We had a week’s worth of rehearsals in NYC, before the gig. Curtis and I chatted a bit and he confided that his passport had been a problem for him, on his previous overseas trip. He had an old school laminated passport and the cover had begun to separate and peel around his photo. I invited him to join me at the passport agency, that day, in hopes that someone could repair his.

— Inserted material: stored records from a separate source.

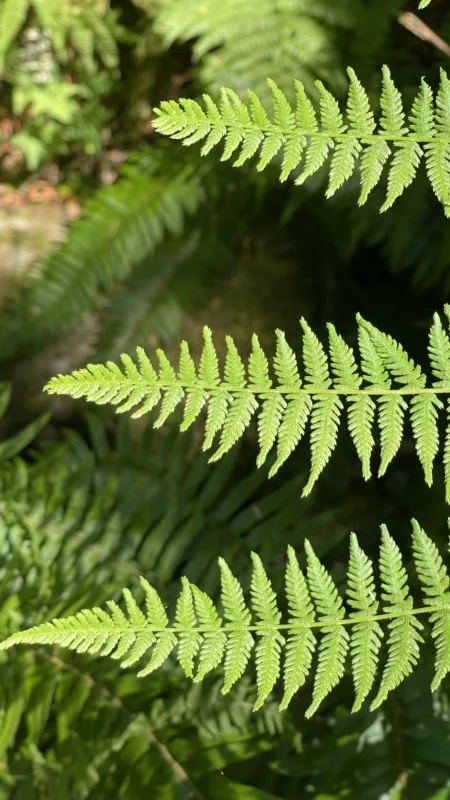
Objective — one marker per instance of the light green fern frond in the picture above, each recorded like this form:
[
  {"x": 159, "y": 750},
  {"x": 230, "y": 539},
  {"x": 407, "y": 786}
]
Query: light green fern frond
[
  {"x": 385, "y": 387},
  {"x": 202, "y": 640},
  {"x": 305, "y": 143}
]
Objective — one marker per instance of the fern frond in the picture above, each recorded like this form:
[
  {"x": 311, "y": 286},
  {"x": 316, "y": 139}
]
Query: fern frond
[
  {"x": 304, "y": 144},
  {"x": 200, "y": 637},
  {"x": 238, "y": 44},
  {"x": 404, "y": 636},
  {"x": 367, "y": 633},
  {"x": 385, "y": 385},
  {"x": 121, "y": 226}
]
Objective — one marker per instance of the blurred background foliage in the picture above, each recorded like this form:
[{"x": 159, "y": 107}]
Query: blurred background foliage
[{"x": 110, "y": 237}]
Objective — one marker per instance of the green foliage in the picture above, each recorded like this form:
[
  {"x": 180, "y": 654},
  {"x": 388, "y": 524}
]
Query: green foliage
[
  {"x": 238, "y": 44},
  {"x": 121, "y": 226},
  {"x": 198, "y": 629},
  {"x": 75, "y": 524},
  {"x": 297, "y": 133},
  {"x": 284, "y": 409}
]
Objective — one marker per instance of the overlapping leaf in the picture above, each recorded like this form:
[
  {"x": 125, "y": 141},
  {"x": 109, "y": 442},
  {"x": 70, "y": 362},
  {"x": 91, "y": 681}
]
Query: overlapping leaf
[
  {"x": 384, "y": 388},
  {"x": 306, "y": 139},
  {"x": 203, "y": 640}
]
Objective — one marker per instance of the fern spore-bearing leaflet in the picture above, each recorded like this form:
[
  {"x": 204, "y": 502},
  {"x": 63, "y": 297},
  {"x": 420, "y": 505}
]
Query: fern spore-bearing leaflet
[
  {"x": 384, "y": 387},
  {"x": 204, "y": 637},
  {"x": 306, "y": 140}
]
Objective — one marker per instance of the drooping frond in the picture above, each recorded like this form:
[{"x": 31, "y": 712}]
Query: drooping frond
[
  {"x": 202, "y": 640},
  {"x": 386, "y": 386},
  {"x": 305, "y": 141}
]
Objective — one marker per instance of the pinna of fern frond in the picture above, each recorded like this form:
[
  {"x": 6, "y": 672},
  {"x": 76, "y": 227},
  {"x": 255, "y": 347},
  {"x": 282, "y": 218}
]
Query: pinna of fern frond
[
  {"x": 306, "y": 140},
  {"x": 318, "y": 639},
  {"x": 383, "y": 388}
]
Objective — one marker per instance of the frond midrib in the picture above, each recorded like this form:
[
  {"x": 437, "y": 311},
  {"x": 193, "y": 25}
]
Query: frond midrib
[{"x": 230, "y": 628}]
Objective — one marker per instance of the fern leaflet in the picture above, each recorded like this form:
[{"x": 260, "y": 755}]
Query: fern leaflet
[
  {"x": 203, "y": 640},
  {"x": 305, "y": 140},
  {"x": 386, "y": 386}
]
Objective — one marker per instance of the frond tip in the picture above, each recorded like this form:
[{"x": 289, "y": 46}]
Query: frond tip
[
  {"x": 306, "y": 140},
  {"x": 203, "y": 639},
  {"x": 383, "y": 388}
]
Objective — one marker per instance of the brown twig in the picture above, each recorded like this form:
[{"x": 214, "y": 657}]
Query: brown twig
[{"x": 422, "y": 31}]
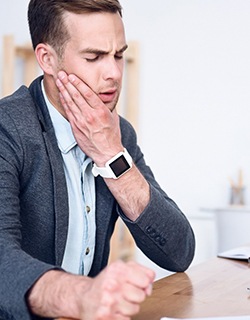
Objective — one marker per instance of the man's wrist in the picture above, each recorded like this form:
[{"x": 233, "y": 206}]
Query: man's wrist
[{"x": 115, "y": 167}]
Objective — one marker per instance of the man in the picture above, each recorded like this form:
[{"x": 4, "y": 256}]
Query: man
[{"x": 69, "y": 167}]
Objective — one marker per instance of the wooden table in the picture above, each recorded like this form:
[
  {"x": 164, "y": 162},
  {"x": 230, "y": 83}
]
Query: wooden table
[
  {"x": 215, "y": 288},
  {"x": 212, "y": 289}
]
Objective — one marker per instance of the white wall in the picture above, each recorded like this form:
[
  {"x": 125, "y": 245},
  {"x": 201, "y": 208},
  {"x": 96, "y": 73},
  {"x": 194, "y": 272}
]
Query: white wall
[{"x": 194, "y": 97}]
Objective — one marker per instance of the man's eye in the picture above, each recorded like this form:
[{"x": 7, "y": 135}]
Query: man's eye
[
  {"x": 119, "y": 56},
  {"x": 92, "y": 59}
]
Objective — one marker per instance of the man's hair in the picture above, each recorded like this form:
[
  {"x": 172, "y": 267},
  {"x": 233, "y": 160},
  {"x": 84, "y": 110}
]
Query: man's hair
[{"x": 46, "y": 18}]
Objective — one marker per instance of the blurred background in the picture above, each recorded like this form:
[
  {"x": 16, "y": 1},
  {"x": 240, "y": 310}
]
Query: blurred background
[{"x": 194, "y": 104}]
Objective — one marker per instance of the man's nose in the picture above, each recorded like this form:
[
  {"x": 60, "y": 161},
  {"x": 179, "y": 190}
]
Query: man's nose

I picked him up at his hotel, that morning. We took a cab down to the agency and arrived quite early for my appointment. A stern guard told me that I was early and to come back at my scheduled time. So, I took Curtis to a deli for a bagel and some orange juice. He began telling me stories of growing up in an orphanage in Detroit. The nuns took him, as a young teen, to see/hear Benny Carter’s Big Band because they wanted him to have a sense of his “community”. There, he first heard J.J. Johnson. He fell in love with the trombone. He told me other stories of ducking down in the back of a car to ride into Pepper Adams’ neighborhood, where they would hang in Pepper’s basement and play tunes while Pepper’s mom cooked amazing meals for them. He told me of when Frank Rosolino took a road gig and passed along a horn and all his gigs to the young trombonist. He told me of being in the jazz band at Fort Knox….the last one conducted by Cannonball Adderley. Man….I got a jazz history lesson, that day.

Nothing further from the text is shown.